William A. Ackman, Chief Executive Officer of Pershing Square, added, "The combination of Valeant and Allergan represents the most strategic and value-creating transaction I have ever analyzed. I strongly urge the Allergan Board of Directors to carefully examine the proposed transaction and enter into negotiations with Valeant so that a merger can be consummated promptly. We will be electing all-stock consideration in the transaction so that we can remain a long-term holder of the combined company."

The proposed merger agreement that Valeant delivered to Allergan will be filed with the Securities and Exchange Commission.

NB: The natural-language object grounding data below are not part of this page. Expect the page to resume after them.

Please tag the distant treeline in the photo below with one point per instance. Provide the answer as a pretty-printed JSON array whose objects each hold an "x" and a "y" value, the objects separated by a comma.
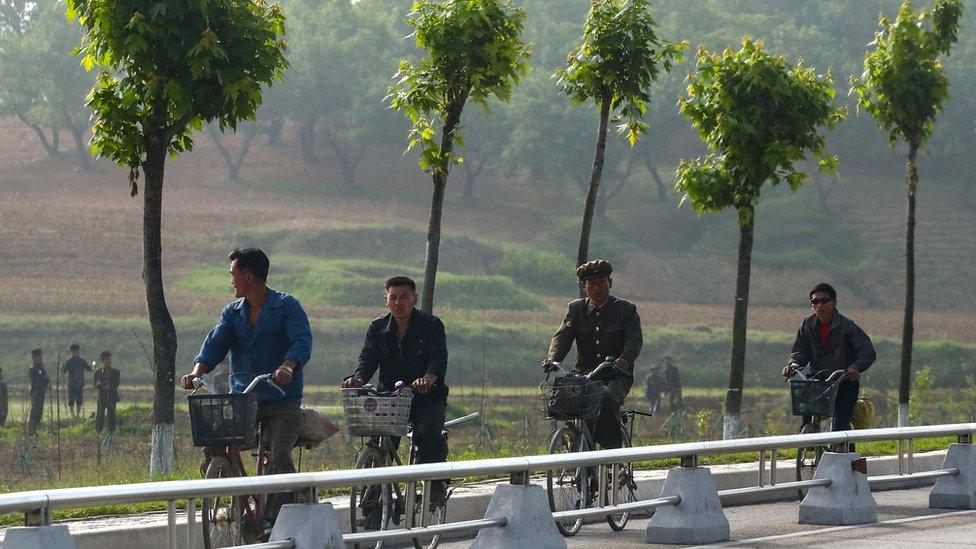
[{"x": 503, "y": 355}]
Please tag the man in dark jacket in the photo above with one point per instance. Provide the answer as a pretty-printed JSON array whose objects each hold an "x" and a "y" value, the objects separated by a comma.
[
  {"x": 601, "y": 325},
  {"x": 828, "y": 340},
  {"x": 408, "y": 345},
  {"x": 106, "y": 381},
  {"x": 76, "y": 367},
  {"x": 40, "y": 383}
]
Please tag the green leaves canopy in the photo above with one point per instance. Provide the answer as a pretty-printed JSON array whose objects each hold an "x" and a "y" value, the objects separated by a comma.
[
  {"x": 903, "y": 84},
  {"x": 474, "y": 51},
  {"x": 171, "y": 65},
  {"x": 621, "y": 56},
  {"x": 759, "y": 116}
]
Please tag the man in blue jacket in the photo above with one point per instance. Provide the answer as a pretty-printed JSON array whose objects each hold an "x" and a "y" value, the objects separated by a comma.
[
  {"x": 409, "y": 345},
  {"x": 265, "y": 331}
]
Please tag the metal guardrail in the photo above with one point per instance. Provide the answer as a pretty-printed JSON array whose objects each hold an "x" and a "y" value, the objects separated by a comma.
[{"x": 36, "y": 505}]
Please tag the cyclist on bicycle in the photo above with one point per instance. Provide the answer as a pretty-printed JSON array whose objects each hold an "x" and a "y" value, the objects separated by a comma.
[
  {"x": 601, "y": 325},
  {"x": 408, "y": 345},
  {"x": 828, "y": 340},
  {"x": 265, "y": 331}
]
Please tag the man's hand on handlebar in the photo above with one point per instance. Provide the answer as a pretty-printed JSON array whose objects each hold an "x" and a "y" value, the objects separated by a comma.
[
  {"x": 352, "y": 382},
  {"x": 423, "y": 384}
]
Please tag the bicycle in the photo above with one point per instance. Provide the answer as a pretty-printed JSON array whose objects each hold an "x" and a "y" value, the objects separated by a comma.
[
  {"x": 224, "y": 425},
  {"x": 381, "y": 419},
  {"x": 813, "y": 400},
  {"x": 575, "y": 398}
]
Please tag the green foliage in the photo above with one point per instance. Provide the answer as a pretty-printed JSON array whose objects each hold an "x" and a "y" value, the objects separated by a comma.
[
  {"x": 903, "y": 84},
  {"x": 759, "y": 116},
  {"x": 620, "y": 58},
  {"x": 474, "y": 51},
  {"x": 170, "y": 66}
]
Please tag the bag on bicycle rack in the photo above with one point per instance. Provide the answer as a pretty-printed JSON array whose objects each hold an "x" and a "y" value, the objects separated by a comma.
[
  {"x": 316, "y": 428},
  {"x": 571, "y": 397},
  {"x": 223, "y": 420}
]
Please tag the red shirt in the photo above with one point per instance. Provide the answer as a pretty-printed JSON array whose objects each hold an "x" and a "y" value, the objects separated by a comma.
[{"x": 824, "y": 333}]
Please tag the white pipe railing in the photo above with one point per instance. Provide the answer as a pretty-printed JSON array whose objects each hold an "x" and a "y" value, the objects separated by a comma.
[{"x": 36, "y": 505}]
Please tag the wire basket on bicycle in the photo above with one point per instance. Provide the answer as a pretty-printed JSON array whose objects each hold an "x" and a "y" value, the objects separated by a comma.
[
  {"x": 372, "y": 415},
  {"x": 571, "y": 397},
  {"x": 223, "y": 420},
  {"x": 813, "y": 397}
]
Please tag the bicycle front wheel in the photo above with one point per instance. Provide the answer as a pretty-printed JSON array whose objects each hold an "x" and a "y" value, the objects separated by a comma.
[
  {"x": 807, "y": 459},
  {"x": 567, "y": 487},
  {"x": 220, "y": 517},
  {"x": 371, "y": 507}
]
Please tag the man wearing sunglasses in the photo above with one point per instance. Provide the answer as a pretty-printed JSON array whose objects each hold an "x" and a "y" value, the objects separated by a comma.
[{"x": 828, "y": 340}]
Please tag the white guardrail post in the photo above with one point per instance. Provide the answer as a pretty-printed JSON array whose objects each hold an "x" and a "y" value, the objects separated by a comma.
[
  {"x": 530, "y": 522},
  {"x": 958, "y": 491},
  {"x": 697, "y": 518},
  {"x": 846, "y": 500}
]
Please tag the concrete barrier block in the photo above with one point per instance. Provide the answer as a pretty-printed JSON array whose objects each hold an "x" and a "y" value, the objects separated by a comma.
[
  {"x": 38, "y": 537},
  {"x": 311, "y": 526},
  {"x": 530, "y": 522},
  {"x": 847, "y": 500},
  {"x": 697, "y": 519},
  {"x": 957, "y": 492}
]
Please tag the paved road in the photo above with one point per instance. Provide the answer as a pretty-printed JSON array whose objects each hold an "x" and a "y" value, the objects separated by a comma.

Barclays and RBC Capital Markets are acting as financial advisors to Valeant and Sullivan & Cromwell LLP, Skadden, Arps, Slate, Meagher & Flom LLP, and Osler, Hoskin & Harcourt LLP are providing legal advice to Valeant. Kirkland & Ellis LLP and Davies Ward Phillips & Vineberg LLP are providing legal advice to Pershing Square.

2014 Guidance

In addition, as mentioned in Valeant's fourth quarter 2013 press release, Valeant is now updating its previous Cash EPS guidance for 2014 based on performance to date, expectations for the rest of the year, and the close of the PreCision Dermatology, Inc. acquisition. Valeant's first quarter 2014 is expected to meet or beat First Call analyst consensus Cash EPS expectations. The outlook for the rest of 2014 remains strong and Valeant is raising 2014 revenue guidance to USD 8.3 - USD 8.7 billion from USD 8.2 - USD 8.6 billion, Cash EPS guidance to USD 8.55 - USD 8.80 from USD 8.25 - USD 8.75, and adjusted cash flow from operations to USD 2.7 - USD 2.8 billion from USD 2.4 - USD 2.6 billion, despite foreign exchange headwinds of approximately USD 0.15 of Cash EPS. Valeant expects to announce its first quarter 2014 earnings on May 8, 2014.

Investor Meeting and Webcast Information

Valeant and Pershing Square will host an in-person meeting for Allergan and Valeant shareholders today at 11:00 a.m. ET (8:00 a.m. PT) at the AXA Equitable Auditorium, 787 Seventh Avenue (between 51st and 52nd Streets), New York, New York, to discuss the proposed acquisition of Allergan by Valeant. Attendees should pre-register to assure seating for the meeting by visiting http://www.vpsevent.com  For those who cannot pre-register, space permitting, seating may be available for attendees who present valid government identification and a business card. The meeting will also be accessible via a live Internet webcast along with a slide presentation. The live webcast of the presentation may be accessed through the investor relations section of Valeant's corporate website at www.valeant.com  While media are permitted to attend the investor meeting, there will be a separate Q&A session for media only immediately following the conclusion of the investor event.